An important detail is the investment method: to avoid operational risks, the fund chose an indirect route through ETF products rather than buying bitcoin directly. This allows the fund to take advantage of regulated financial instruments that are traded on traditional exchanges and ensure transparency of operations. This approach is especially important for government entities that must adhere to strict standards of public funds management and accountability to citizens. Luxembourg, being one of the least populated countries in Europe with approximately 682 thousand inhabitants, has traditionally positioned itself as an innovative financial hub.
While some European countries, such as Finland and the UK, also hold bitcoins, most of these assets come from criminal confiscations rather than a deliberate investment strategy. The exception is Georgia, a country outside the eurozone, which holds 66 BTC for investment purposes.
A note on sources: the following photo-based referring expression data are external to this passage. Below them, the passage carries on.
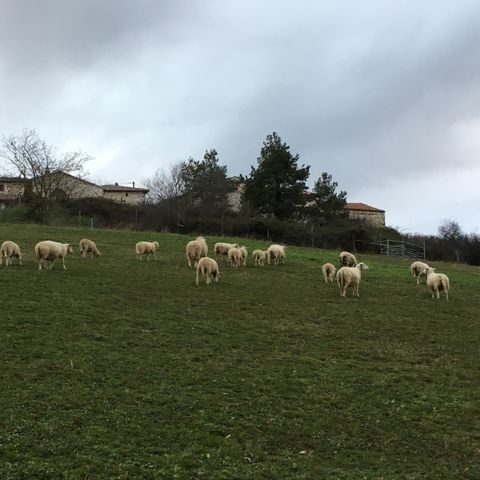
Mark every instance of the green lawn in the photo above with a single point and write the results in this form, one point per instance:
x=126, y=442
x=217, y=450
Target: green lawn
x=119, y=369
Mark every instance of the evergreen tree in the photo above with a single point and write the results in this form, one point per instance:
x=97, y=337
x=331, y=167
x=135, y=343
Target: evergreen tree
x=277, y=186
x=206, y=181
x=327, y=203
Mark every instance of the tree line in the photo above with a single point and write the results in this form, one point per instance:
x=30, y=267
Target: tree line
x=275, y=188
x=271, y=202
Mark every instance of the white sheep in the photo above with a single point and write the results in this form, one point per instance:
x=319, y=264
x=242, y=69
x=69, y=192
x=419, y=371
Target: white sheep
x=436, y=282
x=222, y=248
x=259, y=257
x=276, y=253
x=8, y=251
x=196, y=249
x=88, y=246
x=347, y=259
x=417, y=269
x=350, y=277
x=49, y=250
x=235, y=257
x=328, y=270
x=146, y=248
x=244, y=255
x=208, y=268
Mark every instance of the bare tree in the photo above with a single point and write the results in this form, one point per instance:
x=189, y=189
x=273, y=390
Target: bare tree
x=165, y=185
x=28, y=156
x=451, y=232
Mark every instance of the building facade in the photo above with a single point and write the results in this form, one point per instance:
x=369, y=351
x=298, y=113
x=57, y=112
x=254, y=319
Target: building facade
x=362, y=211
x=63, y=185
x=12, y=190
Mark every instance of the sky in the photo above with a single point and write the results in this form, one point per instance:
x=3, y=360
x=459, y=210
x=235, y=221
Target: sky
x=383, y=95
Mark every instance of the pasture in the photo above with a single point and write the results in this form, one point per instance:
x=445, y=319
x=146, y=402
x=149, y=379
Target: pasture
x=123, y=369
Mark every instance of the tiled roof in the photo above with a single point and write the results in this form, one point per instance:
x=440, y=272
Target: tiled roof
x=119, y=188
x=362, y=207
x=13, y=180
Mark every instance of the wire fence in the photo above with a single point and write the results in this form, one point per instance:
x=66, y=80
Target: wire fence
x=400, y=248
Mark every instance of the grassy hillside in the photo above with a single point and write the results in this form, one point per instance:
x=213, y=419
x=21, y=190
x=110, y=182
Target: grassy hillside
x=118, y=368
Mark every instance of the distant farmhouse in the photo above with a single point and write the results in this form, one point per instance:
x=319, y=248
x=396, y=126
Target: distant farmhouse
x=356, y=211
x=12, y=190
x=362, y=211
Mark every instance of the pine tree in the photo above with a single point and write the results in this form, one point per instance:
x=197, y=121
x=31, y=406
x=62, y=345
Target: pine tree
x=277, y=186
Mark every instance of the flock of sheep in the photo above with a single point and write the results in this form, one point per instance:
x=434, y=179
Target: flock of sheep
x=348, y=275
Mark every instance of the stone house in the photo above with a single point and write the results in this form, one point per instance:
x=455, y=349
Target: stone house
x=12, y=190
x=63, y=186
x=130, y=195
x=362, y=211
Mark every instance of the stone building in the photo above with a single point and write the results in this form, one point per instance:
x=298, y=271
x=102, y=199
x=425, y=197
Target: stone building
x=63, y=185
x=131, y=195
x=12, y=190
x=362, y=211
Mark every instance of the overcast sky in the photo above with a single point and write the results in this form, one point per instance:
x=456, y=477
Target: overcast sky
x=383, y=95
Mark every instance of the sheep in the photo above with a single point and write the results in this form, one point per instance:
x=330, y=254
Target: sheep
x=244, y=254
x=146, y=248
x=350, y=277
x=88, y=246
x=235, y=257
x=208, y=267
x=8, y=250
x=328, y=270
x=49, y=250
x=347, y=259
x=417, y=268
x=277, y=253
x=436, y=282
x=259, y=257
x=196, y=249
x=221, y=248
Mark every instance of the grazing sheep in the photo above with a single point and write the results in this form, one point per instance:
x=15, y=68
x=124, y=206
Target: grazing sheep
x=436, y=282
x=88, y=246
x=50, y=251
x=146, y=248
x=208, y=267
x=244, y=253
x=8, y=251
x=196, y=249
x=328, y=270
x=350, y=277
x=277, y=253
x=347, y=259
x=235, y=257
x=417, y=269
x=259, y=257
x=221, y=248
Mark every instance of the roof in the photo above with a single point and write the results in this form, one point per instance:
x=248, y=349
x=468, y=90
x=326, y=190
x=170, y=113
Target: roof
x=362, y=207
x=119, y=188
x=13, y=180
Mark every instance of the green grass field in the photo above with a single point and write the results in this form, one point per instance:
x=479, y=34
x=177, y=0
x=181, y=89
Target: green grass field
x=119, y=369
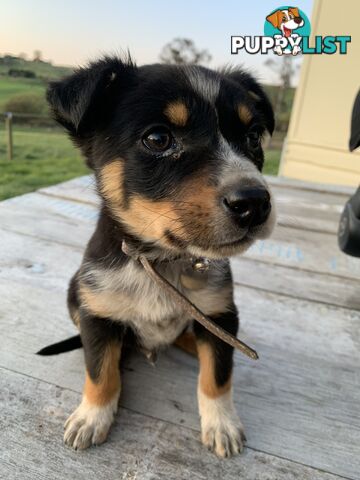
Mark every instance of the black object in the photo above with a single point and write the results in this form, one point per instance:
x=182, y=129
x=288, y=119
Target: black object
x=349, y=226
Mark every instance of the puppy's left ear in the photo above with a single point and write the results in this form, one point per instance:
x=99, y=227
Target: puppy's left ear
x=84, y=101
x=256, y=92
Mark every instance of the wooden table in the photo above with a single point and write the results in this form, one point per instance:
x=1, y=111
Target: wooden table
x=299, y=301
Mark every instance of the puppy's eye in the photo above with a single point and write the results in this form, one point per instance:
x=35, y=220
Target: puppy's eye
x=253, y=138
x=158, y=140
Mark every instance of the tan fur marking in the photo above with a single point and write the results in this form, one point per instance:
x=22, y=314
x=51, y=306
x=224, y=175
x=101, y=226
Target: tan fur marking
x=187, y=342
x=244, y=114
x=177, y=113
x=75, y=315
x=107, y=386
x=207, y=380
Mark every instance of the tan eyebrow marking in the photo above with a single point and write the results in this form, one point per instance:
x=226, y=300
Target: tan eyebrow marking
x=177, y=113
x=244, y=114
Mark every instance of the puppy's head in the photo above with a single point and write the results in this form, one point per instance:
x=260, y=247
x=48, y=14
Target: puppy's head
x=176, y=151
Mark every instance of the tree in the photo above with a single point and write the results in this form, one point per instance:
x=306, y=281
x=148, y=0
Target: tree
x=181, y=51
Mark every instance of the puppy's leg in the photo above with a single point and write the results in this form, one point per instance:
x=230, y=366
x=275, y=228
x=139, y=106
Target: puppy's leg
x=90, y=422
x=221, y=429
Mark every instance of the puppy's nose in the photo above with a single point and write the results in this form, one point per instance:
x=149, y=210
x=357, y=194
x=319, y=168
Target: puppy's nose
x=250, y=206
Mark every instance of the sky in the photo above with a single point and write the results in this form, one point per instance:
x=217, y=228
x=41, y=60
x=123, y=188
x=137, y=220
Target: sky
x=71, y=32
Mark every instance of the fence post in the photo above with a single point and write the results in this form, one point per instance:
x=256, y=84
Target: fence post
x=8, y=125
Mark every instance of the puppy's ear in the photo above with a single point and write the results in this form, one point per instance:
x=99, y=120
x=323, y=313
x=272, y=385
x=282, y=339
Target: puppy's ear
x=274, y=19
x=85, y=100
x=255, y=91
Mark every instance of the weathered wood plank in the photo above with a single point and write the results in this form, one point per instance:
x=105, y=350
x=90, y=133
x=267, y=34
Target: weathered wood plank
x=139, y=447
x=72, y=223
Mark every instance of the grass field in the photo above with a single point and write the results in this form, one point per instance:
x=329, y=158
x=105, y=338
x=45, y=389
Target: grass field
x=41, y=158
x=46, y=157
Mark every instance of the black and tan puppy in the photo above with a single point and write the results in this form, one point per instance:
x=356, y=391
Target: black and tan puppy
x=177, y=157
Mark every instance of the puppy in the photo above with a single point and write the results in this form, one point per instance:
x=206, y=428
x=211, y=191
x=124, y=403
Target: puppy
x=286, y=20
x=176, y=153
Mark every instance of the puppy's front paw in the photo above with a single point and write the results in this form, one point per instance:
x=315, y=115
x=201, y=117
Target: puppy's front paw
x=221, y=429
x=88, y=425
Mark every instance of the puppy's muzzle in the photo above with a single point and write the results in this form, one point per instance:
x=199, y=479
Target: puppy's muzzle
x=248, y=206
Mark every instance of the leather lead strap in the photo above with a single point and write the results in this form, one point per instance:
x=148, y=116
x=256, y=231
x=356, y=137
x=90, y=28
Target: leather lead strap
x=188, y=306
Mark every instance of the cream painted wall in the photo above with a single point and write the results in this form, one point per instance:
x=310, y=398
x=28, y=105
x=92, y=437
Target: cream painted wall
x=316, y=148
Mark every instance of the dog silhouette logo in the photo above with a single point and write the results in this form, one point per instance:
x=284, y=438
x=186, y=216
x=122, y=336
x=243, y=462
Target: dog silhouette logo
x=287, y=25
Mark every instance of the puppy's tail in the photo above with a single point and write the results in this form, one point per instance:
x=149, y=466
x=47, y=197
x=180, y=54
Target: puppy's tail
x=67, y=345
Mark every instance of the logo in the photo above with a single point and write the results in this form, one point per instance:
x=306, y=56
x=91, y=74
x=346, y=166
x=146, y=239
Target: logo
x=286, y=32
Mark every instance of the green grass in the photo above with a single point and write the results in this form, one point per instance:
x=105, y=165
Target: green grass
x=41, y=158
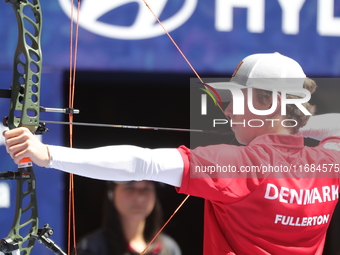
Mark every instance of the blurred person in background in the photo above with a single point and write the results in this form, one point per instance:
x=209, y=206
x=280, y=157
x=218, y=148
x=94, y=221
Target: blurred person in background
x=131, y=218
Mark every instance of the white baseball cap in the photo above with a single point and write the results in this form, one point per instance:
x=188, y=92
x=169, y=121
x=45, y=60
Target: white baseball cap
x=267, y=71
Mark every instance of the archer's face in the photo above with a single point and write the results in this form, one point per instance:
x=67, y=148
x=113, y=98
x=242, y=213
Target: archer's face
x=135, y=200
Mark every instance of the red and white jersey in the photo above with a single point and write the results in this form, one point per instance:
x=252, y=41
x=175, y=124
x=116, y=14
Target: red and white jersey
x=273, y=196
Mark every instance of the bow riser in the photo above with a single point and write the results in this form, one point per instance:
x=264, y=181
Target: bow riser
x=25, y=99
x=24, y=112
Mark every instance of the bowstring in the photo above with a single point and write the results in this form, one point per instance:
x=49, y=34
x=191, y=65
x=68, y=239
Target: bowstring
x=72, y=82
x=200, y=79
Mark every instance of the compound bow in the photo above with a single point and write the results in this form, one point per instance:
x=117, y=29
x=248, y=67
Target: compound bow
x=24, y=112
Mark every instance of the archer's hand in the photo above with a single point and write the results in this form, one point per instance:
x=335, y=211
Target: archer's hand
x=21, y=143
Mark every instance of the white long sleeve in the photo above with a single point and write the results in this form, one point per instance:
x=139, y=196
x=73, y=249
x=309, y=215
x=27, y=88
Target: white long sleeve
x=321, y=126
x=120, y=163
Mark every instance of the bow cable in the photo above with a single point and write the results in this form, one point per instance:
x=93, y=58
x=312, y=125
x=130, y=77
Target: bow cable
x=200, y=79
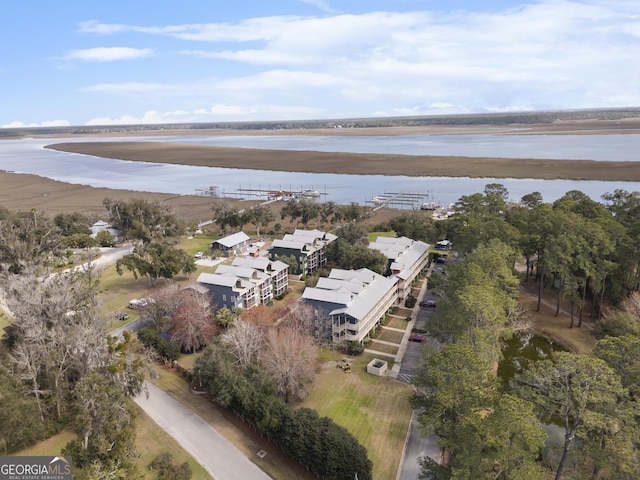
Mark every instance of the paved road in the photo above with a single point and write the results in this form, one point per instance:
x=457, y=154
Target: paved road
x=222, y=460
x=417, y=446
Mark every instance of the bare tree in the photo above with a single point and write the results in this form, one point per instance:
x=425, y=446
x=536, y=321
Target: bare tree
x=290, y=357
x=303, y=317
x=244, y=341
x=194, y=324
x=161, y=305
x=57, y=334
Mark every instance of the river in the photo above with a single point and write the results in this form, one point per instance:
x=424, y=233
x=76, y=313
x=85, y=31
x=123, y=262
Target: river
x=29, y=156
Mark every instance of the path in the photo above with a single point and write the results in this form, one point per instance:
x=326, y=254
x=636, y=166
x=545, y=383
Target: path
x=222, y=460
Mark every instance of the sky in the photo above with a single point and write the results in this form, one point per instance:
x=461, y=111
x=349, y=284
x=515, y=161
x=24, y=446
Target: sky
x=86, y=62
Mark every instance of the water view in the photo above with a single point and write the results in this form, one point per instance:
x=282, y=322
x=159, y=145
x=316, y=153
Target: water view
x=29, y=156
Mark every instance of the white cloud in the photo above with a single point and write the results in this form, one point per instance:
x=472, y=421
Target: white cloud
x=51, y=123
x=107, y=54
x=322, y=5
x=219, y=112
x=132, y=88
x=548, y=54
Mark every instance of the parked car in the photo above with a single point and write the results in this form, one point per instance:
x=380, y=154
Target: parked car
x=428, y=304
x=139, y=302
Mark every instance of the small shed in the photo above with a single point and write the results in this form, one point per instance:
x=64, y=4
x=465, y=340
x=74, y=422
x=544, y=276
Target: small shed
x=231, y=245
x=377, y=367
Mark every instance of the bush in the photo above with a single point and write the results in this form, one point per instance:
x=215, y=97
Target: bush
x=164, y=468
x=352, y=348
x=410, y=302
x=165, y=348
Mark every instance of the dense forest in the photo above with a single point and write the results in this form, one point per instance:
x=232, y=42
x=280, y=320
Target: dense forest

Luxembourg’s decision is fundamentally different — it is the first time that a eurozone member state has officially included cryptocurrencies in its sovereign wealth fund portfolio as part of a long-term investment strategy.
This move could serve as a catalyst for other European countries that are watching the situation around bitcoin and other digital assets. In the context of the growing institutional interest in cryptocurrencies, with bitcoin ETFs in the US attracting billions of dollars every month, Luxembourg’s decision looks like a recognition of cryptocurrencies as a legitimate asset class at the highest state level. If the experiment proves successful, we can expect other small European countries with developed financial sectors to follow suit, shaping a new paradigm for public investment in the digital age.